200 heures de cours en 5 ans. Pour créer ce nouveau référentiel de compétences et connaissances dédié à la transition écologique, le guide propose de délivrer en tout 200 heures de cours en 5 ans. « Il serait aussi intéressant que, chaque année, les établissements se posent des questions sur le rôle de l’ingénieur », établit Damien Amichaud, le responsable du projet au sein du Shift Project. Le guide Former l’ingénieur du XXIème siècle propose huit étapes pour réorganiser complétement les cursus sur une durée de 2 à 3 ans.
Un travail de titan quand on sait qu’aujourd’hui dans les Insa seulement 1% des cours sont consacrés à la transition écologique et 6,5% les évoquent. La plupart du temps délivrés en fin de cursus. Seul l’Insa Lyon a d’ores et déjà entrepris une transformation complète de son cursus. « Nous avons posé ensemble comment une dynamique devait venir de l’établissement en profitant de leur autonomie.

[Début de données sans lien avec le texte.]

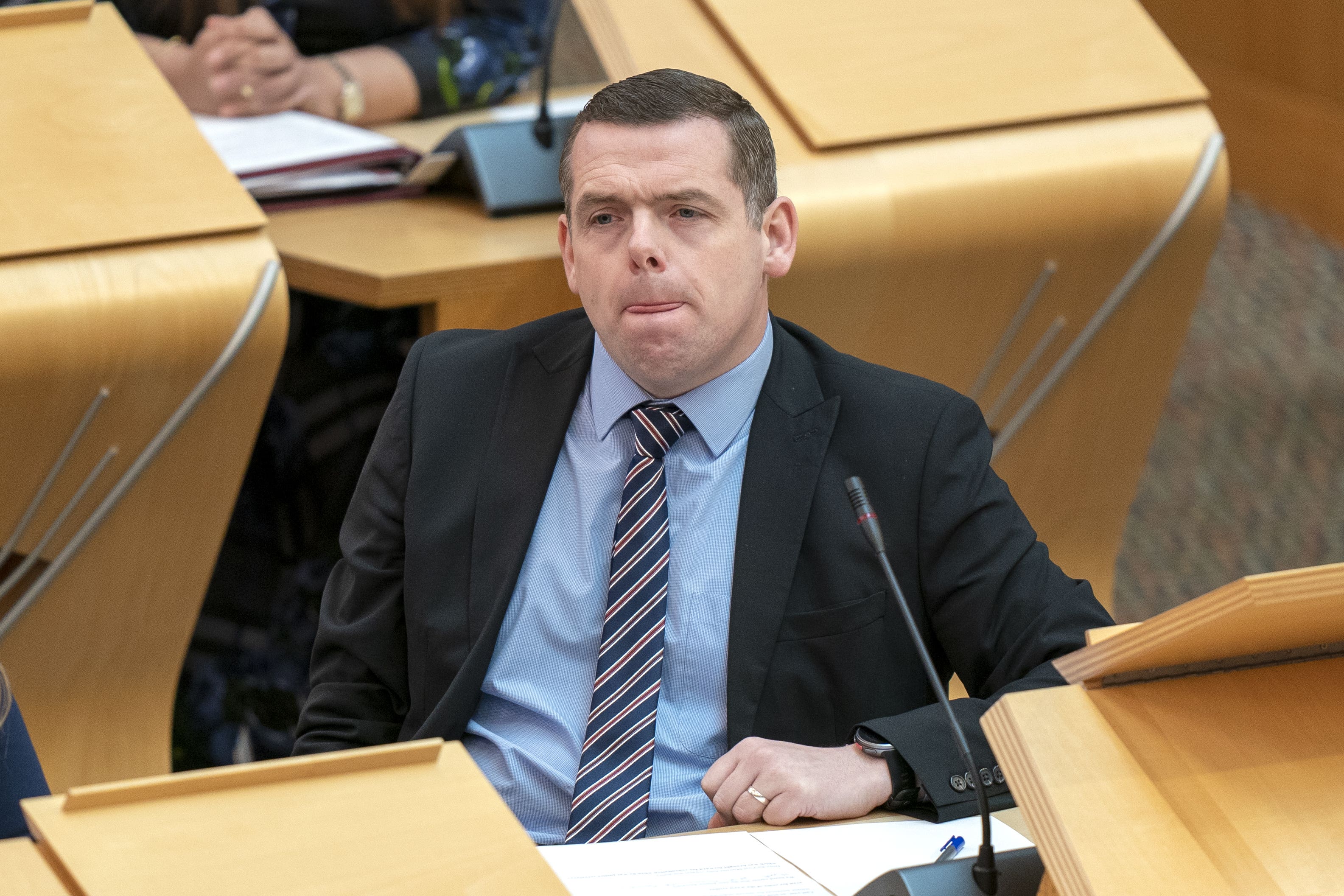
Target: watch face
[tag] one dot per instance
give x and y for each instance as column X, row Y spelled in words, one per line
column 871, row 746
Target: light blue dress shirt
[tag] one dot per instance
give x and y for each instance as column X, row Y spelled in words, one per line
column 529, row 730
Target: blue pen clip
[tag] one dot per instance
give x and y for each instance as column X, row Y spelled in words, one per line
column 951, row 848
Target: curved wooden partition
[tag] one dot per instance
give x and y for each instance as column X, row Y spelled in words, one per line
column 128, row 276
column 925, row 224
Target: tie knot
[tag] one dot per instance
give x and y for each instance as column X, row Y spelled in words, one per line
column 658, row 426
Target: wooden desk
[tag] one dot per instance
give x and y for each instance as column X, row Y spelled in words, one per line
column 1011, row 817
column 442, row 253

Mais cela ne suffit pas », résume Clémence Vorreux, en charge des questions d’enseignement supérieur au sein du Shift Project, qui demande à ce que le Hcéres (Haut Conseil de l’évaluation de la recherche et de l’enseignement supérieur) comme la Commission des titres d’ingénieur (CTI) prennent en charge l’évaluation des bonnes pratiques. « Ils ont un rôle majeur pour définir des critères que les classements peuvent reprendre », insiste Clémence Vorreux.
Un projet collectif. « Le projet est porté par le Groupe INSA et toutes ses écoles. Les étudiants sont particulièrement impliqués parce qu’ils constatent le décalage entre ce qu’on leur enseigne et leurs demandes », définit le coordonnateur du projet au sein du Groupe INSA, Claude Maranges. Pour cristalliser les attentes et convaincre l’ensemble des personnels, des ateliers ont été organisés pendant 18 mois. « Toutes les disciplines sont concernées : comment parler de ces sujets pendant un cours de mathématiques ? », interroge Damien Amichaud.

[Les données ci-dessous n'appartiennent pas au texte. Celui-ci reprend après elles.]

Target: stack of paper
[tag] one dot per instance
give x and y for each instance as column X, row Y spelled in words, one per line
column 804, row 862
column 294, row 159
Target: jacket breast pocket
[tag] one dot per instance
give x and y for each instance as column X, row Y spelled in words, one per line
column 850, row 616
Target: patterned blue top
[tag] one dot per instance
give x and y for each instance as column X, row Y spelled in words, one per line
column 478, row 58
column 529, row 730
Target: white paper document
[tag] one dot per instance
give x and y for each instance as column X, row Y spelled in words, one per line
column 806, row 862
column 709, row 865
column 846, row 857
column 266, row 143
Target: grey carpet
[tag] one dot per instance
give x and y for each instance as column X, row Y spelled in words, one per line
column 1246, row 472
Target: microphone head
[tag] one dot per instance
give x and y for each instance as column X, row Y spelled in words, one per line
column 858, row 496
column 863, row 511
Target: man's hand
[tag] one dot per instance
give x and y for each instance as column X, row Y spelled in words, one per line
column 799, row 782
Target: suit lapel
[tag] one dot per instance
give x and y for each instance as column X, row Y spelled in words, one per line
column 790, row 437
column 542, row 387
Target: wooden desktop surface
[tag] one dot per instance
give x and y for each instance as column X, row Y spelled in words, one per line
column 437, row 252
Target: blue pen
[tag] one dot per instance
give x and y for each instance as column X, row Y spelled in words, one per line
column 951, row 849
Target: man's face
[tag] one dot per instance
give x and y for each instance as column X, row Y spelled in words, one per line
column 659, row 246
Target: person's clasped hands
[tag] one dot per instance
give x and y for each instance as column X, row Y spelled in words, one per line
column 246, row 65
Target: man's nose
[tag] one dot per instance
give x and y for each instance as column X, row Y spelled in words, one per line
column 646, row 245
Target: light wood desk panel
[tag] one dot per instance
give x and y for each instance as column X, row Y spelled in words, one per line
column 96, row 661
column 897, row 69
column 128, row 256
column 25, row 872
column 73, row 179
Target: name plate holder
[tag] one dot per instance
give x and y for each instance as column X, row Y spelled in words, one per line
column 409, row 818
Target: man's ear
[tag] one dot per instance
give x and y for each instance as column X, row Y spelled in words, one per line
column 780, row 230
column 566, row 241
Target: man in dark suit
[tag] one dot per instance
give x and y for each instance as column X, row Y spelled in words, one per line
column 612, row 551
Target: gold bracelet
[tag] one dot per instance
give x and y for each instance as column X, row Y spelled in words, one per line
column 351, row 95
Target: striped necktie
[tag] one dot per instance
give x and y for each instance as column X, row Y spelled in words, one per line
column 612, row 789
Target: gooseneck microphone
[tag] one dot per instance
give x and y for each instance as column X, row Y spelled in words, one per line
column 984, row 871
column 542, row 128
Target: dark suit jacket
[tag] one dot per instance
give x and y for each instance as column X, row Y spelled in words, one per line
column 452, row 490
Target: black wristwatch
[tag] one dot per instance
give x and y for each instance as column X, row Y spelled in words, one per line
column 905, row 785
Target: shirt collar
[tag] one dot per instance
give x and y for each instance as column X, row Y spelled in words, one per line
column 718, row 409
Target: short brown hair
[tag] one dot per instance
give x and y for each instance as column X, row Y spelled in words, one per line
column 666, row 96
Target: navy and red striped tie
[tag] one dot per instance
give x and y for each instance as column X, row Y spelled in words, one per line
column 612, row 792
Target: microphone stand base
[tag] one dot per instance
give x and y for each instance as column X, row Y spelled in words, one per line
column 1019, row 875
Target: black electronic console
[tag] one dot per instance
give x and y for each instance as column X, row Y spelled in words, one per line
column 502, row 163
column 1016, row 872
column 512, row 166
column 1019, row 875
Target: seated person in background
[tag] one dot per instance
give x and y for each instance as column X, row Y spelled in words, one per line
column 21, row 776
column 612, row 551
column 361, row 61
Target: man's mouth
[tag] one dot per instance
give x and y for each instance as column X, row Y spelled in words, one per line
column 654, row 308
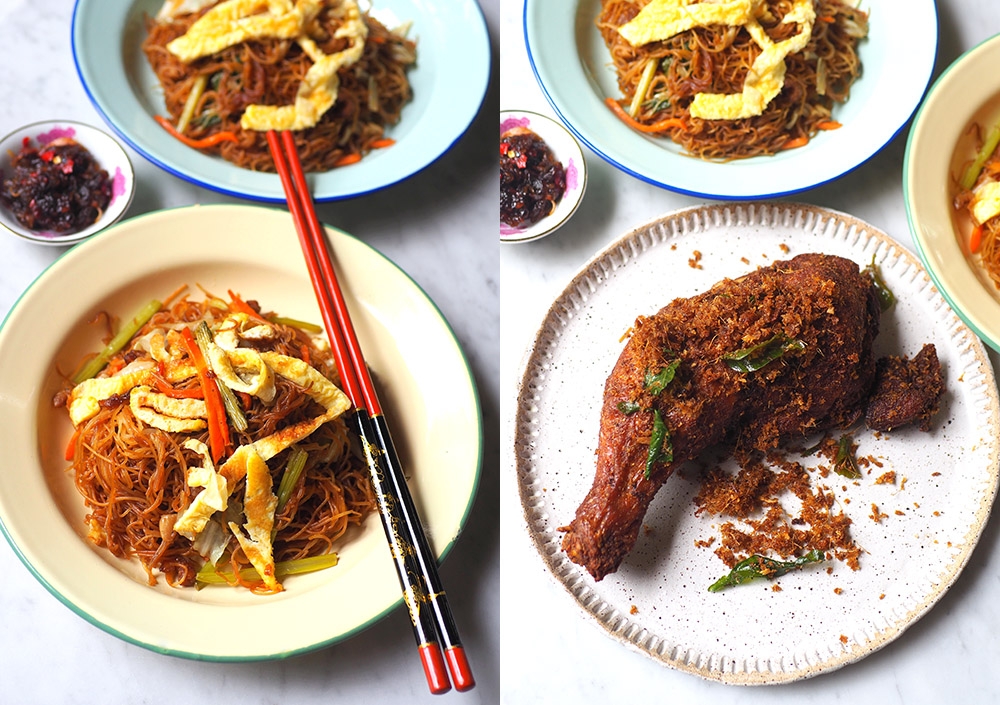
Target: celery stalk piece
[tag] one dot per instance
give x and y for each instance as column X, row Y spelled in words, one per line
column 972, row 172
column 293, row 469
column 125, row 334
column 203, row 335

Les questions qui se sont posées lors de ces ateliers ont été multiples : « Comment intégrer ses compétences dans nos enseignements sans en enlever d’autres ? Comment donner à nos étudiants tous les outils pour prendre les bonnes décisions ? Alors que la science ne peut pas tout résoudre ? etc. », définit Claude Maranges. Les nombreux cours – au moins 20% – délivrés par les Insa sous forme de projets permettent déjà de développer ces dimensions.

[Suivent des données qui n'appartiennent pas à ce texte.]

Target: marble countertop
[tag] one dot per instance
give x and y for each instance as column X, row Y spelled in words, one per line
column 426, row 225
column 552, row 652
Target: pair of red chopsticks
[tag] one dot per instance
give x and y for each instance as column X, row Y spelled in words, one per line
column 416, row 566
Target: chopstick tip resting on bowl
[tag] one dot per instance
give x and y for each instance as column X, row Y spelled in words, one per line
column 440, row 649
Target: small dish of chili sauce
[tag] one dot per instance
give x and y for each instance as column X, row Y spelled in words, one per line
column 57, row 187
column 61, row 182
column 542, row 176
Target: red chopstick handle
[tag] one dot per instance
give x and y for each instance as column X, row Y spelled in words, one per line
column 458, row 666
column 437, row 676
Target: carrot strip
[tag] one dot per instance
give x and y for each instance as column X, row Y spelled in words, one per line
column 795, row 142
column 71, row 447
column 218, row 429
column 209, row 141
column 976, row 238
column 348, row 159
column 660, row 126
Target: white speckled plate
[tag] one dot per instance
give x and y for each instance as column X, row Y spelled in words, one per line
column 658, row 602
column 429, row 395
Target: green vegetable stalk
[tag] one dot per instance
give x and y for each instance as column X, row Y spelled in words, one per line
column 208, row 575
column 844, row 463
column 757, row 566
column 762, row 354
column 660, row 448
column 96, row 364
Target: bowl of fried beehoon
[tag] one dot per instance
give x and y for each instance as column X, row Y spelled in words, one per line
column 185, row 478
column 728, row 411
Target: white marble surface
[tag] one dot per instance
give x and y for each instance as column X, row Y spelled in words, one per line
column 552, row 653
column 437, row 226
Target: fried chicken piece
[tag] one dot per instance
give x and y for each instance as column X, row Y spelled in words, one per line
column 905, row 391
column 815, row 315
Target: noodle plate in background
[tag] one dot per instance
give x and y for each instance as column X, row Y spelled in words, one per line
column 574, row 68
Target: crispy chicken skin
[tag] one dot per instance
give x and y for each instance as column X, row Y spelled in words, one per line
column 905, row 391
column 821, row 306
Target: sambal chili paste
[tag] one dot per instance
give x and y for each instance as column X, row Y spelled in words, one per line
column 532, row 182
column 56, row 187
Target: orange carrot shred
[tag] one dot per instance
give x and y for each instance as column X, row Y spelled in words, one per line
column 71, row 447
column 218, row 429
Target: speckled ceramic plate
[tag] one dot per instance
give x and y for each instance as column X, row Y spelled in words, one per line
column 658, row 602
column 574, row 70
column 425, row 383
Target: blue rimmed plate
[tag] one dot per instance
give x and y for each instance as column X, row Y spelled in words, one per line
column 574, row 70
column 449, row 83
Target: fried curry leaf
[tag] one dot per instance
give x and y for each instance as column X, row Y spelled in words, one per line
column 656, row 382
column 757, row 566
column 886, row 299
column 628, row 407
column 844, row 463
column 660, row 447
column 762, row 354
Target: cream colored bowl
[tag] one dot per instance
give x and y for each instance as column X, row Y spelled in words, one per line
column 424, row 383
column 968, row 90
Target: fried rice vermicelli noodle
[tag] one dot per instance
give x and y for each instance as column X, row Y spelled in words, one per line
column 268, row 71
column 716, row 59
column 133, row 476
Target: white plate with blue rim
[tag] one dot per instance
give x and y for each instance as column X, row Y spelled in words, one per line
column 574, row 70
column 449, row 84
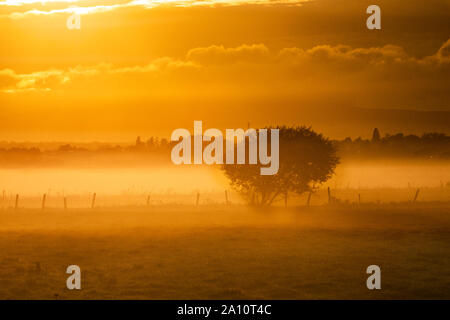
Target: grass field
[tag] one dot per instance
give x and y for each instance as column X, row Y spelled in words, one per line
column 220, row 252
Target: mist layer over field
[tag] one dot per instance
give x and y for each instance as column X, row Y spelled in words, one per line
column 226, row 252
column 173, row 180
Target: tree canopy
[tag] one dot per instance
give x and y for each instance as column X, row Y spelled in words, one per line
column 307, row 159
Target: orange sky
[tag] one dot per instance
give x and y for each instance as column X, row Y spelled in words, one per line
column 149, row 67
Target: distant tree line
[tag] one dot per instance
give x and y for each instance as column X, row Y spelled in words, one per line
column 428, row 145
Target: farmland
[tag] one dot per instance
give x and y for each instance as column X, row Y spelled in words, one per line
column 227, row 252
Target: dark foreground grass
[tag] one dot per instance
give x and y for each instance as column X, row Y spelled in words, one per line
column 226, row 253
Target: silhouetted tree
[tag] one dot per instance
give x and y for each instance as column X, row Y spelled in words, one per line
column 307, row 159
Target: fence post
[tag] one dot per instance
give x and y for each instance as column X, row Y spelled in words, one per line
column 44, row 197
column 93, row 201
column 416, row 195
column 285, row 199
column 309, row 199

Des entreprises demandeuses. Les Insa travaillent avec tous types d’entreprises, pas forcément d’accord avec la démarche mais qui se désolent toutes de ne plus parvenir à trouver des talents, faute d’être en adéquation avec les diplômés sur les questions écologiques et sociétales. « Les entreprises nous soutiennent dans tous les secteurs et c’est très important de construire avec elles l’évolution des maquettes pédagogiques », rappelle Bertrand Raquet.
Beaucoup d’entreprises aimeraient en effet avancer dans le sens des transitions mais manquent de compétences pour cela. Le manque d’ingénieurs capables de réaliser des bilans carbone est patent mais il faudra encore trois à cinq ans pour les diplômer.
- Le 5 mai le rapport intermédiaire du projet « ClimatSup Business & Finance », mené notamment avec Audencia, sera publié.